Menyikapi kondisi cuaca ekstrem berupa angin kencang dan gelombang tinggi yang melanda perairan Selat Bali dalam beberapa waktu terakhir, PT ASDP Indonesia Ferry (Persero) Cabang Ketapang bersama KSOP Kelas III Tanjung Wangi, Satpel Pelabuhan Penyeberangan BPTD Kelas II Jawa Timur, BMKG, dan Kepolisian mengambil langkah penundaan sementara operasional penyeberangan pada waktu-waktu tertentu demi menjamin keselamatan pengguna jasa dan awak kapal.

General Manager ASDP Ketapang Arief Eko Kurniansjah menegaskan, setiap keputusan operasional didasarkan pada rekomendasi cuaca maritim dari BMKG dan hasil koordinasi dengan seluruh otoritas terkait, bukan kebijakan sepihak operator.

“Keselamatan selalu menjadi prioritas utama dalam setiap layanan penyeberangan. Penundaan operasional dilakukan semata-mata sebagai langkah mitigasi risiko ketika kondisi cuaca belum memenuhi standar keselamatan pelayaran,” ujarnya, Selasa (28/7/2026).

Ia menjelaskan, penyesuaian operasional bersifat dinamis mengikuti perkembangan kondisi cuaca di lapangan.

Layanan penyeberangan akan kembali dibuka segera setelah kecepatan angin dan tinggi gelombang berada dalam batas aman sehingga masyarakat tidak perlu khawatir terhadap kepastian keberangkatan.

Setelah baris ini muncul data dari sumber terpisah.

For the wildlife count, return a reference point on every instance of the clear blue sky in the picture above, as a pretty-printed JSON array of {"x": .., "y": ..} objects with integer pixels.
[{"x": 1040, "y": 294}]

Sebagai bentuk kesiapsiagaan, ASDP terus memperkuat koordinasi lintas instansi melalui pemantauan cuaca maritim secara berkala bersama BMKG agar potensi cuaca ekstrem dapat dideteksi sedini mungkin dan keputusan operasional dapat diambil secara cepat serta tepat.

Untuk mengurangi dampak terhadap distribusi logistik, ASDP juga mengaktifkan buffer zone di kawasan Bulusan sebagai lokasi penampungan sementara kendaraan yang belum dapat menyeberang.

Setelah cuaca membaik dan operasional kembali normal, ASDP akan mengoptimalkan penambahan armada guna mempercepat penguraian antrean kendaraan yang terbentuk selama masa penundaan.

Di sisi darat, koordinasi bersama Polres Banyuwangi terus dilakukan untuk mengatur arus kendaraan menuju pelabuhan agar tetap tertib, aman, dan tidak menimbulkan kepadatan yang berlebihan.

“Kami menyiapkan berbagai langkah antisipatif secara terpadu, mulai dari pemantauan cuaca, penyediaan buffer zone, kesiapan armada, hingga pengaturan lalu lintas bersama kepolisian. Upaya ini kami lakukan agar dampak penyesuaian operasional dapat diminimalkan sekaligus menjaga kelancaran layanan,” jelas Arief.